In effect, it is usually sufficiently interesting (as in the definition above) to assume that the sum converges to zero and ask if that means that all the c(n) must be zero. As is usual in analysis, the most interesting questions arise when one discusses pointwise convergence. Hence the definition above, which arose when it became clear that neither convergence everywhere nor convergence almost everywhere give a satisfactory answer.

== Early research ==
The empty set is a set of uniqueness. This simply means that if a trigonometric series converges to zero everywhere then it is trivial. This was proved by Riemann, using a delicate technique of double formal integration; and showing that the resulting sum has some generalized kind of second derivative using Toeplitz operators. Later on, Georg Cantor generalized Riemann's techniques to show that any countable, closed set is a set of uniqueness, a discovery which led him to the development of set theory. Paul Cohen, another innovator in set theory, started his career with a thesis on sets of uniqueness.

As the theory of Lebesgue integration developed, it was assumed that any set of zero measure would be a set of uniqueness — in one dimension the locality principle for Fourier series shows that any set of positive measure is a set of multiplicity (in higher dimensions this is still an open question). This was disproved by Dimitrii E. Menshov who in 1916 constructed an example of a set of multiplicity which has measure zero.

== Transformations ==
A translation and dilation of a set of uniqueness is a set of uniqueness. A union of a countable family of closed sets of uniqueness is a set of uniqueness. There exists an example of two sets of uniqueness whose union is not a set of uniqueness, but the sets in this example are not Borel. It is an open problem whether the union of any two Borel sets of uniqueness is a set of uniqueness.

== Singular distributions ==
A closed set is a set of uniqueness if and only if there exists a distribution S supported on the set (so in particular it must be singular) such that

$\lim_{n\to \infty}\widehat{S}(n)=0$

($\hat S(n)$ here are the Fourier coefficients). In all early examples of sets of uniqueness, the distribution in question was in fact a measure. In 1954, though, Ilya Piatetski-Shapiro constructed an example of a set of uniqueness which does not support any measure with Fourier coefficients tending to zero. In other words, the generalization of distribution is necessary.

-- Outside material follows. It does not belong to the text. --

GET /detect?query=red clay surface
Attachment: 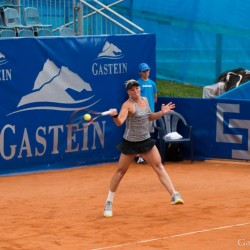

== Complexity of structure ==
The first evidence that sets of uniqueness have complex structure came from the study of Cantor-like sets. Raphaël Salem and Zygmund showed that a Cantor-like set with dissection ratio ξ is a set of uniqueness if and only if 1/ξ is a Pisot number, that is an algebraic integer with the property that all its conjugates (if any) are smaller than 1. This was the first demonstration that the property of being a set of uniqueness has to do with arithmetic properties and not just some concept of size (Nina Bari had proved the case of ξ rational -- the Cantor-like set is a set of uniqueness if and only if 1/ξ is an integer -- a few years earlier).

Since the 50s, much work has gone into formalizing this complexity. The family of sets of uniqueness, considered as a set inside the space of compact sets (see Hausdorff distance), was located inside the analytical hierarchy. A crucial part in this research is played by the index of the set, which is an ordinal between 1 and ω_{1}, first defined by Pyatetskii-Shapiro. Nowadays the research of sets of uniqueness is just as much a branch of descriptive set theory as it is of harmonic analysis.